The PASO approved a recommendation to hold an open vote for the bids from Hamilton and Caracas. A total of 28 of the 33 countries took place in the vote; the exact results of the vote were not released.

== Candidate cities ==

=== Caracas, Venezuela ===
Venezuela entered its bid for the 1983 Games thirty days after the official deadline for entries. Had the city submitted its bid on time, a vote would not have been necessary, as it would have been the only eligible city to host the Games, due to rotation regulations. Even so, many believed that Caracas still had the greatest chance of winning.

=== Hamilton, Canada ===
Hamilton submitted its bid offer to the Canadian Olympic Committee (COC) to be the Canadian host city in early April 1976. Canada was not happy with the recent 1976 Summer Olympics in Montreal. "The Montreal Olympics left a very bad taste because of its huge cost ... we want to prove that the Pan American Games can be held at a minimum cost," said Mayor John A. McDonald. The cost to host the 1983 Games in Hamilton would have been around $60 million; a contribution of $17 million each from the commonwealth and provincial government was expected to help with funding.
Hamilton had previously hosted the (inaugural) 1930 Commonwealth Games.

The city would have held 19 sports from July 16 to August 1, 1983. The main venue would have been the $32 million Ontario Sports Training Center, which was undergoing construction. The Pan American Village was going to be located at the same site as the 1977 Canadian Wrestling Championship, an event the city was already planning to host.

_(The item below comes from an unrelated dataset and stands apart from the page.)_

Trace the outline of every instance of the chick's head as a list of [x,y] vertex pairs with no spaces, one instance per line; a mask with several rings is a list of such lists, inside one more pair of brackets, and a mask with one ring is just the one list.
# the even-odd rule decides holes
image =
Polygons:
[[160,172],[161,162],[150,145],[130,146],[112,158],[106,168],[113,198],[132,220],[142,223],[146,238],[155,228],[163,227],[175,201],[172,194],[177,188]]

In April 1977, Venezuela made a request to Canada to withdraw their bid for the Games, in which the Canadian government rejected. Earlier, in January of that year, the Hamilton's Games committee sent a telegram to the Venezuelan government, offering to drop the Hamilton bid if Venezuela wanted to bid. Venezuela sent no reply to the telegram, and did not enter a bid until after the PASO deadline.

=== Havana, Cuba ===
Cuba's late application for Havana to be the host city of the 1983 Games was made by an official of the Cuban Olympic Committee (COC) to PASO President Mario Vázquez Raña by a long-distance phone call.

=== Santiago, Chile ===
Santiago did not meet the deadline for application, but was still eligible to be in the running for host city.